Il punto vendita sportivo LGBTQ Outports ha riferito martedì che la partecipazione all’Oracle Park è diminuita da quando quattro giocatori dei San Francisco Giants hanno mostrato versetti della Bibbia sui loro cappelli durante la Pride Night della squadra a giugno.
Lo sbocco reclamato le presenze sono scese tra il 5 e il 7% dall’evento del 12 giugno e tra l’8 e l’11% nelle ultime sette partite casalinghe del club rispetto a partite casalinghe simili durante la stagione 2025. Il rapporto rileva che non è stato possibile stabilire che la recessione fosse il risultato diretto della controversia sulla Pride Night.
Quattro giocatori hanno modificato o saltato i cappelli “Pride” indossati dal resto del roster. Il soccorritore Sam Hentges ha saltato la toppa arcobaleno e ha indossato il suo solito berretto. Il lanciatore Landen Roupp, insieme ai soccorritori JT Brubaker e Ryan Walker, ha mantenuto il cappello del Pride ma ha scritto riferimenti a versetti biblici accanto al logo.
Roupp, chi citato Genesi 9:12-16, dice che il passaggio riflette la sua fede e insiste che non vi sia ostilità dietro di esso.
“Non c’è affatto odio”, ha detto Roupp.
Il co-fondatore di Outsports, Cyd Zeigler, aveva precedentemente caratterizzato il gesto dei giocatori in modo diverso, definendolo “vergognoso” e sostenendo che i lanciatori “hanno deturpato l’arcobaleno del Pride”.
Il commissario della MLB Rob Manfred ha incolpato i Giants per l’episodio, scrivere in una lettera al senatore Josh Hawley (R-MO) affermava che la comunicazione della squadra con i giocatori era “inadeguata e non chiara”. Il presidente delle operazioni di baseball dei Giants, Buster Posey, ha attirato critiche per aver detto poco quando gli è stato chiesto direttamente sulla questione.

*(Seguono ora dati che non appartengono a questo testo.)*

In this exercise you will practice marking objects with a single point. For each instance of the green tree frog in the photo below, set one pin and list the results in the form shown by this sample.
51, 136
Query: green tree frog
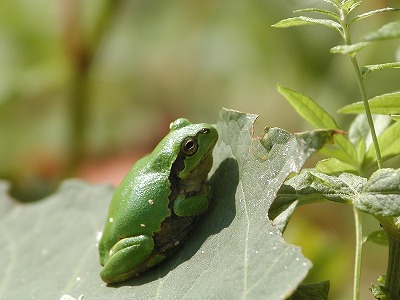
156, 205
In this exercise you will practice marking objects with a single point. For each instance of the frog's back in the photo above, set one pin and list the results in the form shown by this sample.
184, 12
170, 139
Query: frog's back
139, 204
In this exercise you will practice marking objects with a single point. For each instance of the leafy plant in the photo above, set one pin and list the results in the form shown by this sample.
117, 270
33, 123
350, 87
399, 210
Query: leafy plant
48, 248
343, 176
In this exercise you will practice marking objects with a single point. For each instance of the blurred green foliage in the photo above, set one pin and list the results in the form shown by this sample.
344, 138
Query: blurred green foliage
91, 78
88, 79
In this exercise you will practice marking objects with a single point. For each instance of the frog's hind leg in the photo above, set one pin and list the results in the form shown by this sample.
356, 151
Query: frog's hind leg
127, 258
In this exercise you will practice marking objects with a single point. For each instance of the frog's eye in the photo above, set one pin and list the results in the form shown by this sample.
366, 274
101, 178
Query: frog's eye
204, 130
189, 146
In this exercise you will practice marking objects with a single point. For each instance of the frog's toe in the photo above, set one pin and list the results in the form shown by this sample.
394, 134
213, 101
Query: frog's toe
126, 257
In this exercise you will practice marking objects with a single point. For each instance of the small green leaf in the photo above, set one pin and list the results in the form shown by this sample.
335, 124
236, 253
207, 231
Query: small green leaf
354, 6
311, 186
386, 32
389, 142
309, 110
333, 4
360, 134
371, 13
395, 117
379, 292
378, 237
383, 104
334, 166
349, 49
319, 290
371, 68
300, 21
322, 11
381, 194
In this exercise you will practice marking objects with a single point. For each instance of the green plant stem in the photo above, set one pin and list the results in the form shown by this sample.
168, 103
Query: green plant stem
367, 110
358, 254
361, 86
392, 281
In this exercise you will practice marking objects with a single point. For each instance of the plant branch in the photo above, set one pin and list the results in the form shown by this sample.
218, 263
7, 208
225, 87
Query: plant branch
353, 57
358, 254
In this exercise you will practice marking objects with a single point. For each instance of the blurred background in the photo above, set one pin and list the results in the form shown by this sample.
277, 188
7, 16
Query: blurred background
87, 87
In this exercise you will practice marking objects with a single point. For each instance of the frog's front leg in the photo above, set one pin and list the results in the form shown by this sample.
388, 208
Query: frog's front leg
125, 258
190, 206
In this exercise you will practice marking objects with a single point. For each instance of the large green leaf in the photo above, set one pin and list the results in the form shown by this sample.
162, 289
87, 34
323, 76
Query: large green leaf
313, 113
379, 195
382, 104
48, 248
386, 32
300, 21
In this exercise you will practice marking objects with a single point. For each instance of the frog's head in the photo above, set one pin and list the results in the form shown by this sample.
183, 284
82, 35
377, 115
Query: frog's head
196, 143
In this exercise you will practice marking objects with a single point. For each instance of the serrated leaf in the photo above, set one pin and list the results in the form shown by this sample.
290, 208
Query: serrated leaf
378, 237
373, 12
349, 49
48, 248
378, 67
381, 194
312, 291
309, 187
334, 166
389, 142
317, 10
309, 110
383, 104
386, 32
300, 21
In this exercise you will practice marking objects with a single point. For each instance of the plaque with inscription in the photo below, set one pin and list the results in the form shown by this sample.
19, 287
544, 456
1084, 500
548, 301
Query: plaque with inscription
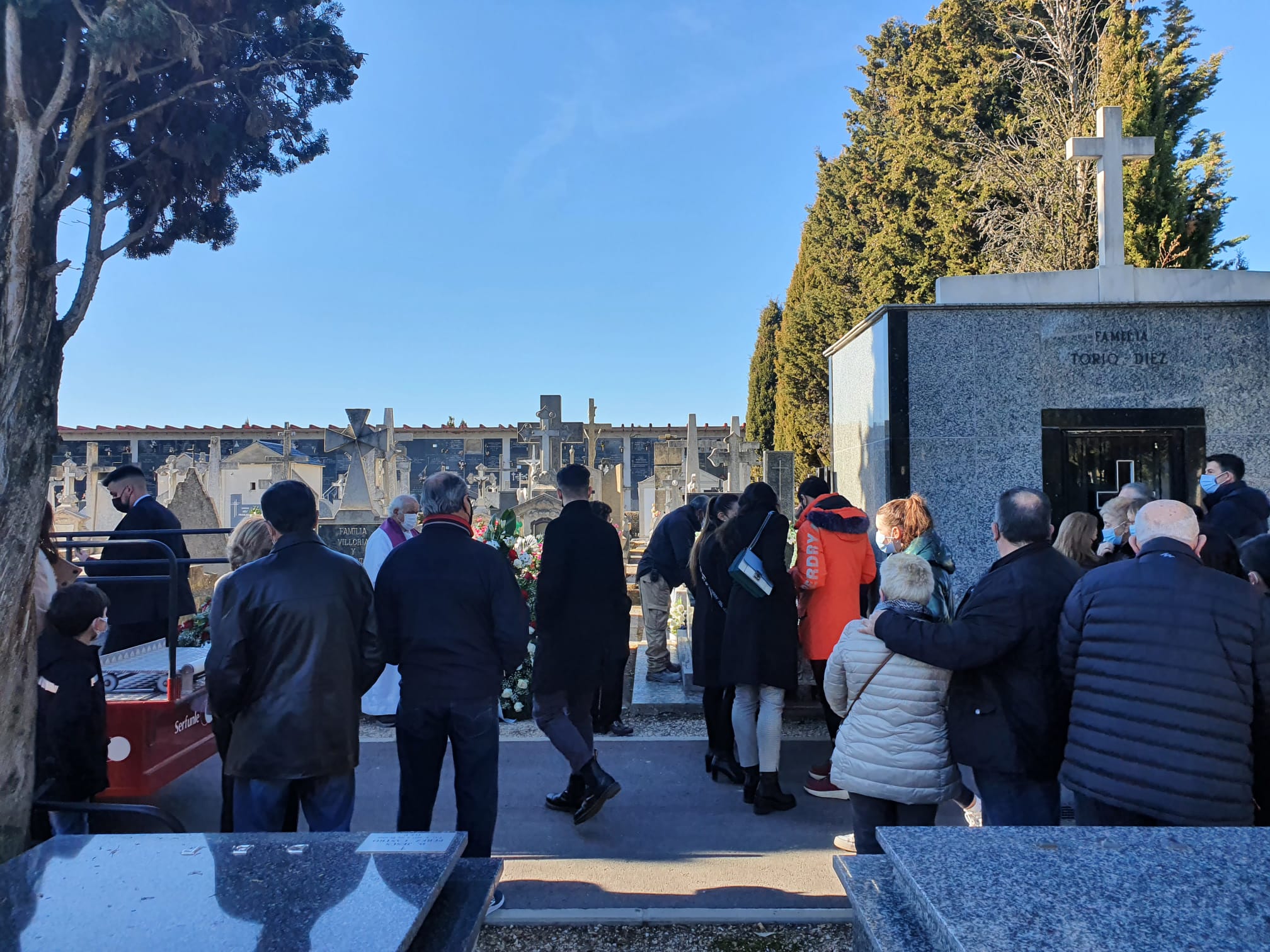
348, 540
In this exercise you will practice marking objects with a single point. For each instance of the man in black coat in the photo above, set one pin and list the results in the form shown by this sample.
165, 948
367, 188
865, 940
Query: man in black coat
294, 649
1233, 507
139, 609
452, 617
1169, 663
582, 597
1007, 710
662, 569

Il rapporto sulle presenze arriva settimane dopo che la lega ha pubblicato, poi è tornato indietro, un avvertimento ai tre lanciatori, spingendo il vicepresidente JD Vance a pubblicare che “Trump ha vinto, non dobbiamo più farlo”.
I Giants sono ancora tra i leader delle presenze in campionato nonostante un record di 42-58.
Il rapporto ha suscitato un’ondata di reazioni su X. Un utente ha scritto“La vera debacle è organizzare una serata (con bambini e famiglie presenti) che celebra la degenerazione sessuale. A una partita di baseball!?”
Un utente ha affermato che il Pride è “un virus mentale che sta distruggendo la nostra società, poco a poco”.
Un utente commentato che i Giants sono “una delle peggiori squadre della National League”, aggiungendo che sono rimasti “sorpresi che molte persone non abbiano smesso di andare”.